Balıkesir sahip olduğu arşiv malzemesi hasebiyle deniz değil deryadır. İster mahalli araştırıcı, ister akademisyen, isterse öğrenci olsun herkese araştıracak mevzu vardır. Güzel şehrimizin tarihini gün ışığına çıkarmak için yarışabiliriz. Bundan Balıkesir kazançlı çıkacaktır.
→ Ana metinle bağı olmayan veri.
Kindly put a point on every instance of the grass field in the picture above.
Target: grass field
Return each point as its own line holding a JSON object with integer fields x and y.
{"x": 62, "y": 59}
Ancak çalışma yapan araştırıcıların yazdıklarını, emeklerini kasıtlı olarak görmezlikten gelip, öne çıkmak, sadece kendilerinin veyahut da kendi anlaştıklarının(?!) çalışma ve isimlerini ön plana çıkarmak, diğerlerini sahaya sokmama veyahut da ötekileştirme çabası içerisinde olmak araştırma ve bilimle alakalı değildir. Bizim Balıkesir ile ilgili çalışan araştırıcılara kim olursa olsun sadece yazdıkları bilginin kaynağını belirtme gibi bir talebimiz vardır ki, bubilimsel ahlak gereği olduğu kadar okuyucunun o bilginin kaynağını ve doğruluğunu öğrenebilmesi ve gerektiğinde kontrol edebilmesi için elzemdir. Ayrıca Balıkesir Üniversitemizin kıymetli öğrencilerinin yapmış olduğu çalışmaları hocalarının görmezlikten gelmeleri, her ne sebep ile olursa olsun affedilecek bir husus değildir. Asıl siz hocaları olarak öğrencilerinize ve emeklerine sahip çıkmak ve saygılı olmak durumundasınız.

Evet, Osmanlıca öğrenelim. Ama, önce bu işin uzmanı(!) olduğunu iddia edenlerin ve bunu öğrencilerine öğrettiklerini iddia edenlerin doğru okuduklarını görelim. İşkembeden okuyarak, bir şehrin tarihini tahrif etmelerine ve cahil öğrenciler yetiştirmelerine de izin vermeyelim.